From: Wei Wang <wei.wang2@amd.com>
To: Sander Eikelenboom <linux@eikelenboom.it>
Cc: "xen-devel@lists.xensource.com" <xen-devel@lists.xensource.com>,
Jan Beulich <JBeulich@suse.com>
Subject: Re: [PATCH] amd iommu: Dump flags of IO page faults
Date: Mon, 24 Sep 2012 14:24:16 +0200 [thread overview]
Message-ID: <506050F0.7020703@amd.com> (raw)
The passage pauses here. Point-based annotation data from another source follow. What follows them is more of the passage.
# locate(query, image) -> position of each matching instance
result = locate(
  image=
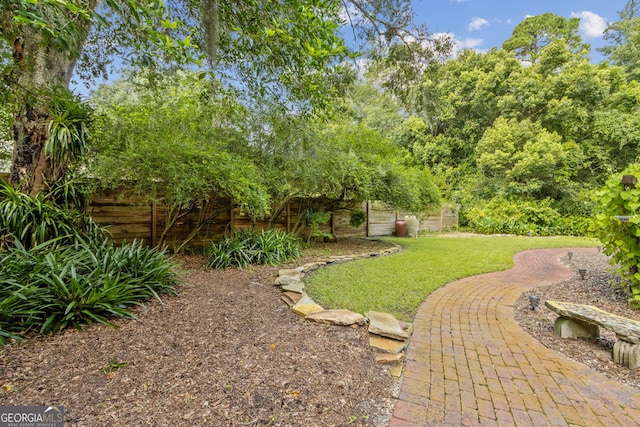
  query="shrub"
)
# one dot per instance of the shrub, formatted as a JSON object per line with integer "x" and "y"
{"x": 245, "y": 247}
{"x": 28, "y": 221}
{"x": 51, "y": 286}
{"x": 617, "y": 226}
{"x": 523, "y": 217}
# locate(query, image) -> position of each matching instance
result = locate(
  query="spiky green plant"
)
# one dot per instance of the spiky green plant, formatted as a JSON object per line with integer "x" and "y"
{"x": 245, "y": 247}
{"x": 51, "y": 286}
{"x": 30, "y": 220}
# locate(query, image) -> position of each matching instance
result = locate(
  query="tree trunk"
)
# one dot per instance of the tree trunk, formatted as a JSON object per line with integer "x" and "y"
{"x": 38, "y": 67}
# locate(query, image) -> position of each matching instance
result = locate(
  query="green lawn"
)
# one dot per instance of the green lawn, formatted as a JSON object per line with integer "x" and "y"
{"x": 398, "y": 283}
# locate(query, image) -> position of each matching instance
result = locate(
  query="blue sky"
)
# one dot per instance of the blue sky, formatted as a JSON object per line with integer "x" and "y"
{"x": 483, "y": 24}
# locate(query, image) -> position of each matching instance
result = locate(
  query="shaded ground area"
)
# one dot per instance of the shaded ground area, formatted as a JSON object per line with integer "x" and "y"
{"x": 225, "y": 352}
{"x": 599, "y": 288}
{"x": 228, "y": 352}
In-Reply-To: <74647167.20120924103835@eikelenboom.it>
On 09/24/2012 10:38 AM, Sander Eikelenboom wrote:
>
> Friday, September 7, 2012, 10:54:40 AM, you wrote:
>
>> On 09/07/2012 09:32 AM, Sander Eikelenboom wrote:
>>>
>>> Thursday, September 6, 2012, 5:03:05 PM, you wrote:
>>>
>>>> On 09/06/2012 03:50 PM, Sander Eikelenboom wrote:
>>>>>
>>>>> Thursday, September 6, 2012, 3:32:51 PM, you wrote:
>>>>>
>>>>>> On 09/06/2012 12:59 AM, Sander Eikelenboom wrote:
>>>>>>>
>>>>>>> Wednesday, September 5, 2012, 4:42:42 PM, you wrote:
>>>>>>>
>>>>>>>> Hi Jan,
>>>>>>>> Attached patch dumps io page fault flags. The flags show the reason of
>>>>>>>> the fault and tell us if this is an unmapped interrupt fault or a DMA fault.
>>>>>>>
>>>>>>>> Thanks,
>>>>>>>> Wei
>>>>>>>
>>>>>>>> signed-off-by: Wei Wang<wei.wang2@amd.com>
>>>>>>>
>>>>>>>
>>>>>>> I have applied the patch and the flags seem to differ between the faults:
>>>>>>>
>>>>>>> AMD-Vi: IO_PAGE_FAULT: domain = 0, device id = 0x0a06, fault address = 0xc2c2c2c0, flags = 0x000
>>>>>>> (XEN) [2012-09-05 20:54:16] AMD-Vi: IO_PAGE_FAULT: domain = 0, device id = 0x0a06, fault address = 0xc2c2c2c0, flags = 0x000
>>>>>>> (XEN) [2012-09-05 20:54:16] AMD-Vi: IO_PAGE_FAULT: domain = 14, device id = 0x0700, fault address = 0xa8d339e0, flags = 0x020
>>>>>>> (XEN) [2012-09-05 20:54:16] AMD-Vi: IO_PAGE_FAULT: domain = 14, device id = 0x0700, fault address = 0xa8d33a40, flags = 0x020
>>>>>
>>>>>> OK, so they are not interrupt requests. I guess further information from
>>>>>> your system would be helpful to debug this issue:
>>>>>> 1) xl info
>>>>>> 2) xl list
>>>>>> 3) lscpi -vvv (NOTE: not in dom0 but in your guest)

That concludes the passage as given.